CJC-1295 with DAC in Animal Model Studies: Preclinical Growth Hormone Research Findings

Last Updated: May 18, 2026 | Author: Palmetto Peptides Research Team

Preclinical animal model studies of CJC-1295 with DAC have demonstrated that this long-acting growth hormone-releasing hormone (GHRH) analog produces sustained, dose-dependent elevations in growth hormone (GH) and insulin-like growth factor 1 (IGF-1) across rodent and primate models. The key finding across these studies is that CJC-1295 DAC amplifies pulsatile GH secretion rather than replacing it, preserving the physiological rhythm of GH release while increasing overall GH output. The long half-life conferred by the Drug Affinity Complex modification allows single administrations to produce measurable GH axis changes lasting several days in rodent models.

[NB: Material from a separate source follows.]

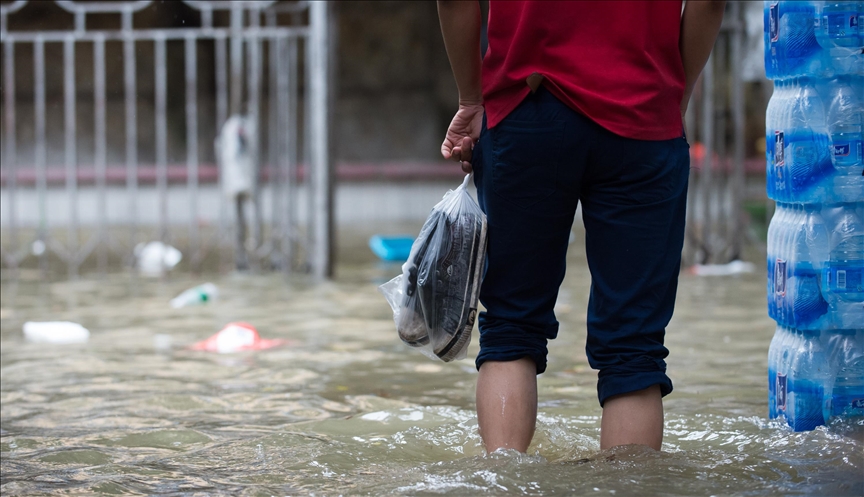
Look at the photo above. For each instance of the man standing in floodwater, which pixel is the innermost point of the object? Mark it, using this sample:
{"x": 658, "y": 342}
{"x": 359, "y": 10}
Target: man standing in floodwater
{"x": 577, "y": 102}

DISCLAIMER: This article is for educational and scientific research reference purposes only. All compounds discussed are not approved by the FDA for use in humans or animals. All data discussed here reflects preclinical animal research or laboratory use. Palmetto Peptides sells these compounds exclusively for in vitro and preclinical laboratory research. Nothing in this article constitutes medical advice.

This article reviews the published preclinical literature on CJC-1295 DAC with a focus on mechanistic findings from rodent models and the limited but informative primate data available. Researchers working in GH axis biology, metabolic research, or body composition studies will find this overview useful for understanding the pharmacological profile of this compound in controlled animal settings.

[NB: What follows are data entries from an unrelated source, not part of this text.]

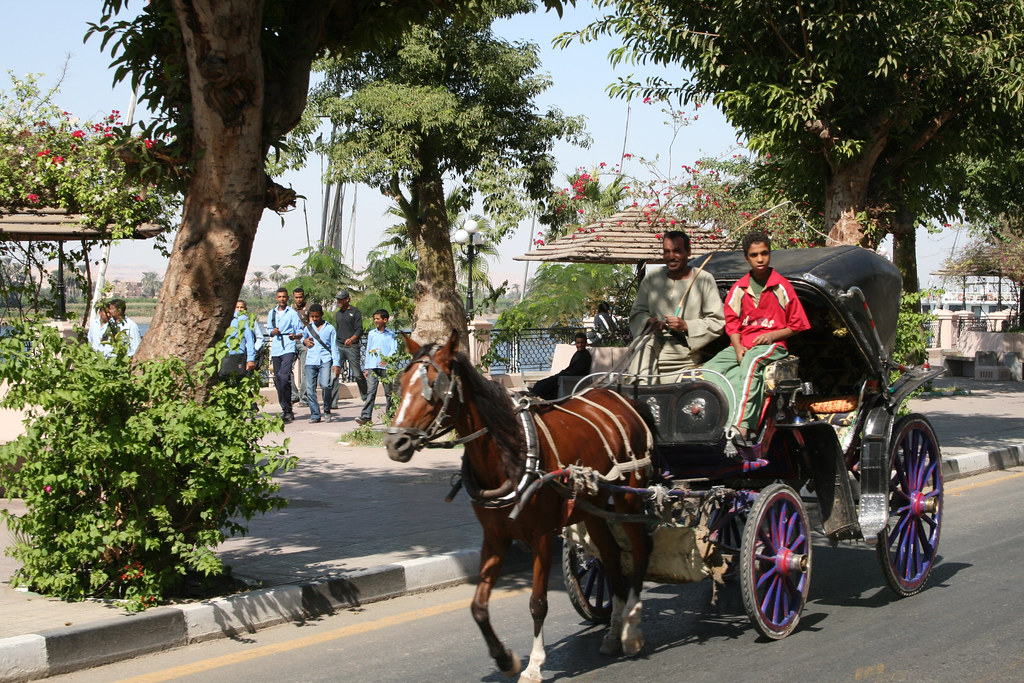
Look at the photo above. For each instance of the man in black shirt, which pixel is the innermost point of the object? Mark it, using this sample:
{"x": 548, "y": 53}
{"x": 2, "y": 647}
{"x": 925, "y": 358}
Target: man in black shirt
{"x": 579, "y": 367}
{"x": 348, "y": 324}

Background: The GHRH Receptor System and CJC-1295 DAC

Growth hormone secretion from the anterior pituitary is regulated primarily by two hypothalamic peptides: GHRH, which stimulates GH release, and somatostatin (SRIF), which inhibits it. The interplay between these two regulatory signals produces the characteristic pulsatile pattern of GH secretion observed in mammals.

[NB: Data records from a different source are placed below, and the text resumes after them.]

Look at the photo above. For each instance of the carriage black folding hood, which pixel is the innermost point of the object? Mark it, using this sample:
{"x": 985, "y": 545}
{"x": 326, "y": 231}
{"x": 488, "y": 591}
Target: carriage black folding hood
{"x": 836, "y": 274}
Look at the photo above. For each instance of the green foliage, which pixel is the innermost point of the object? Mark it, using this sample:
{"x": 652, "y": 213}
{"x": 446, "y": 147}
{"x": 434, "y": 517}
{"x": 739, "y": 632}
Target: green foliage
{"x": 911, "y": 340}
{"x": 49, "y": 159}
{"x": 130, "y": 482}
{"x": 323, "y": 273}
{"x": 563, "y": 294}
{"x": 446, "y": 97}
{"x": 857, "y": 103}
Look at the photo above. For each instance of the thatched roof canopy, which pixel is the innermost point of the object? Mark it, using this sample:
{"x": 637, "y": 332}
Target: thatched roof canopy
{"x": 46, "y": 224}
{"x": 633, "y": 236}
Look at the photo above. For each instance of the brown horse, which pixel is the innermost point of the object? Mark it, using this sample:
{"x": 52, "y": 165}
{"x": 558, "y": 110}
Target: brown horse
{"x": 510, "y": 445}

Native GHRH(1-44) has a plasma half-life of approximately 7 minutes in rats, primarily due to rapid cleavage by dipeptidyl peptidase IV (DPP-IV) at the N-terminal alanine-aspartate bond [1]. This short half-life makes native GHRH impractical for sustained stimulation protocols in preclinical research. CJC-1295 (also known as DAC:GRF) addresses this by incorporating two modifications: substitution of alanine at position 2 with alpha-aminoisobutyric acid to prevent DPP-IV cleavage, and addition of the maleimidoproprionic acid (MPA) linker that covalently binds to cysteine-34 on circulating albumin [2].

Albumin binding dramatically extends half-life because albumin itself has a half-life of approximately 19 days in humans and proportionally longer relative to clearance rates in rodents. The result is a GHRH analog that remains biologically available for days after a single administration, allowing researchers to study sustained GH axis activation without repeated dosing.

Rodent Studies: Growth Hormone Pulse Amplification

Early Pharmacokinetic and Pharmacodynamic Work

The foundational rodent pharmacology of CJC-1295 DAC was characterized by Jetté and colleagues in a series of experiments using male rats. Their 2005 study, which established the compound's pharmacological profile, demonstrated that a single subcutaneous administration produced measurable GH elevations lasting more than 6 days in rats, compared to less than 30 minutes for native GHRH [2].

Critically, this sustained GH elevation was not continuous. The authors observed that CJC-1295 DAC amplified the existing pulsatile pattern of GH secretion rather than producing a flat elevation. Peak GH pulses were approximately 2 to 4 times higher than vehicle controls, while the interpulse baseline remained relatively unchanged. This pattern is important for researchers because it means the compound does not override the endogenous regulatory mechanisms governing GH release.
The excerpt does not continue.